Invocations and links between them are maintained in a session. These can be queued for invocation (either the next ready node, or all nodes). Some notes:

  • Sessions may be added to at any time (including after invocation), but may not be modified.
  • Links are always added with a node, and are always links from existing nodes to the new node. These links can be relative "history" links, e.g. -1 to link from a previously executed node, and can link either specific outputs, or can opportunistically link all matching outputs by name and type by using *.
  • There are no iteration/looping constructs. Most needs for this could be solved by either duplicating nodes or cloning sessions. This is open for discussion, but is a difficult problem to solve in a way that doesn't make the code even more complex/confusing (especially regarding node ids and history).

Services

These make up the core the invocation system, found in /ldm/invoke/app/services. One of the key design philosophies here is that most components should be replaceable when possible. For example, if someone wants to use cloud storage for their images, they should be able to replace the image storage service easily.

The services are broken down as follows (several of these are intentionally implemented with an initial simple/naïve approach):

  • Invoker: Responsible for creating and executing sessions and managing services used to do so.
  • Session Manager: Manages session history. An on-disk implementation is provided, which stores sessions as json files on disk, and caches recently used sessions for quick access.
  • Image Storage: Stores images of multiple types. An on-disk implementation is provided, which stores images on disk and retains recently used images in an in-memory cache.
  • Invocation Queue: Used to queue invocations for execution. An in-memory implementation is provided.
  • Events: An event system, primarily used with socket.io to support future web UI integration.

Apps

Apps are available through the /scripts/invoke-new.py script (to-be integrated/renamed).

CLI

python scripts/invoke-new.py

Implements a simple CLI. The CLI creates a single session, and automatically links all inputs to the previous node's output. Commands are automatically generated from all invocations, with command options being automatically generated from invocation inputs. Help is also available for the cli and for each command, and is very verbose. Additionally, the CLI supports command piping for single-line entry of multiple commands.
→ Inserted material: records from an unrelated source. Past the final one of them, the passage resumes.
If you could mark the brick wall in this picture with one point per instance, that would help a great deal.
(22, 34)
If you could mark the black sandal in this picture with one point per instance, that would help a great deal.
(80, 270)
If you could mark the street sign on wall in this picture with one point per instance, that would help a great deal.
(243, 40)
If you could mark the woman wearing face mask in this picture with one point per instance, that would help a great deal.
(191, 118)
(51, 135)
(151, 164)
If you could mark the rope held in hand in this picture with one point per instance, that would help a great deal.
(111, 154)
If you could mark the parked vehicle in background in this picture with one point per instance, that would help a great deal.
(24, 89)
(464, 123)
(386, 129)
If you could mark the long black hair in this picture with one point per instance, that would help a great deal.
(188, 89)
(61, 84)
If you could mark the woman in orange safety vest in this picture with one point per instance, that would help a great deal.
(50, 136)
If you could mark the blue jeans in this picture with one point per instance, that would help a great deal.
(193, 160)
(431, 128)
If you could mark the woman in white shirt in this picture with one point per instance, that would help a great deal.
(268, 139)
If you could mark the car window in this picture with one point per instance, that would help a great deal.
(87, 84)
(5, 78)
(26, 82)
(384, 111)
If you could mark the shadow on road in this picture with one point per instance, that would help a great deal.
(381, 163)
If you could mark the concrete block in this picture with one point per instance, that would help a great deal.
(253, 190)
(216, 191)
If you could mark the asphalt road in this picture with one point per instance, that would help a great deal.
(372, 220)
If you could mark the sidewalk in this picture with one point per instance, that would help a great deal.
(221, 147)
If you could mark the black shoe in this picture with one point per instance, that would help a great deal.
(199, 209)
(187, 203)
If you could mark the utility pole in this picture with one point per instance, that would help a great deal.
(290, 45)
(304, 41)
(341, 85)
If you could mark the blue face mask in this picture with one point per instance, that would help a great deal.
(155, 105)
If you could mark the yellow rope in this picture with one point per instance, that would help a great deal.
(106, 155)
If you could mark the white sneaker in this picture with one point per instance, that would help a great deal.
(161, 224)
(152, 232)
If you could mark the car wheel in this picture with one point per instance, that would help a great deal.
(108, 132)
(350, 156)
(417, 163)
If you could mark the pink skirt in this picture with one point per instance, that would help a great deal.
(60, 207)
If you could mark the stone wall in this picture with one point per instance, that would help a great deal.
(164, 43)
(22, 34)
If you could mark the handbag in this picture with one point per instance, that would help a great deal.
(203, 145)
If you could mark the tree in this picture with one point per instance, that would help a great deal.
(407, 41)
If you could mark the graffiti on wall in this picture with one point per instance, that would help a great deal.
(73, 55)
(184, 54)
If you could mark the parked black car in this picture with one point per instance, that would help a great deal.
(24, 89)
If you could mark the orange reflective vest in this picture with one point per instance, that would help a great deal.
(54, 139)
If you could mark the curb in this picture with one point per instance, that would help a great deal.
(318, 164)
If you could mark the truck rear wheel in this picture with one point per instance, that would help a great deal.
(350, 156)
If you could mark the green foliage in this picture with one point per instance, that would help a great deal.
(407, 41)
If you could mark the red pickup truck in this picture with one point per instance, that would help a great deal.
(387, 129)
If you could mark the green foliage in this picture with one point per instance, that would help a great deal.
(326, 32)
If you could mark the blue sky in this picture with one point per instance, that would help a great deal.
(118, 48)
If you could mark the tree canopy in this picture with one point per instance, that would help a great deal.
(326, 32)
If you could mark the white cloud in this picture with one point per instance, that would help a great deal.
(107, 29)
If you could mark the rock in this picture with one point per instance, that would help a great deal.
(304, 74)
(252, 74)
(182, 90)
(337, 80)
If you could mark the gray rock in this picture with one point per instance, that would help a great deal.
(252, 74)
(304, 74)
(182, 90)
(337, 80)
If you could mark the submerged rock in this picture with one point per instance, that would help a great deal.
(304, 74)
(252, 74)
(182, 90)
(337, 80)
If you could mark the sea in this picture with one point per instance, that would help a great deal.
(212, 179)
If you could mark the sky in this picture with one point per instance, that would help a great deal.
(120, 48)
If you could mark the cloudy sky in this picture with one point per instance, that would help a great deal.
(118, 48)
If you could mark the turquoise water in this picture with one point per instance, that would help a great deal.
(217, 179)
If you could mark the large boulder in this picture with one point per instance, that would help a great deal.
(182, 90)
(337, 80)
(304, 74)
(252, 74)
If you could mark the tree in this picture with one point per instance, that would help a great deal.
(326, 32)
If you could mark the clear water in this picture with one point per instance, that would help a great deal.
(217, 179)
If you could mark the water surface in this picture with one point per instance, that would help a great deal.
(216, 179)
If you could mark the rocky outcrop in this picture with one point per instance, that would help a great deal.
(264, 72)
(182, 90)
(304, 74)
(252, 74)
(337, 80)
Example:

> txt2img --prompt "a cat eating sushi" --steps 20 --seed 1234 | upscale | show_image

API

python scripts/invoke-new.py --api --host 0.0.0.0

Implements an API using FastAPI with Socket.io support for signaling. API documentation is available at http://localhost:9090/docs or http://localhost:9090/redoc. This includes OpenAPI schema for all available invocations, session interaction APIs, and image APIs. Socket.io signals are per-session, and can be subscribed to by session id. These aren't currently auto-documented, though the code for event emission is centralized in /ldm/invoke/app/services/events.py.

A very simple test html and script are available at http://localhost:9090/static/test.html This demonstrates creating a session from a graph, invoking it, and receiving signals from Socket.io.

What's left?

  • There are a number of features not currently covered by invocations. I kept the set of invocations small during core development in order to simplify refactoring as I went. Now that the invocation code has stabilized, I'd love some help filling those out!
  • There's no image metadata generated. It would be fairly straightforward (and would make good sense) to serialize either a session and node reference into an image, or the entire node into the image. There are a lot of questions to answer around source images, linked images, etc. though. This history is all stored in the session as well, and with complex sessions, the metadata in an image may lose its value. This needs some further discussion.
  • We need a list of features (both current and future) that would be difficult to implement without looping constructs so we can have a good conversation around it. I'm really hoping we can avoid needing looping/iteration in the graph execution, since it'll necessitate separating an execution of a graph into its own concept/system, and will further complicate the system.
  • The API likely needs further filling out to support the UI. I think using the new API for the current UI is possible, and potentially interesting, since it could work like the new/demo CLI in a "single operation at a time" workflow. I don't know how compatible that will be with our UI goals though. It would be nice to support only a single API though.
  • Deeper separation of systems. I intentionally tried to not touch Generate or other systems too much, but a lot could be gained by breaking those apart. Even breaking apart Args into two pieces (command line arguments and the parser for the current CLI) would make it easier to maintain. This is probably in the future though.

Copy link
Member

@ebr ebr left a comment

Choose a reason for hiding this comment

The reason will be displayed to describe this comment to others. Learn more.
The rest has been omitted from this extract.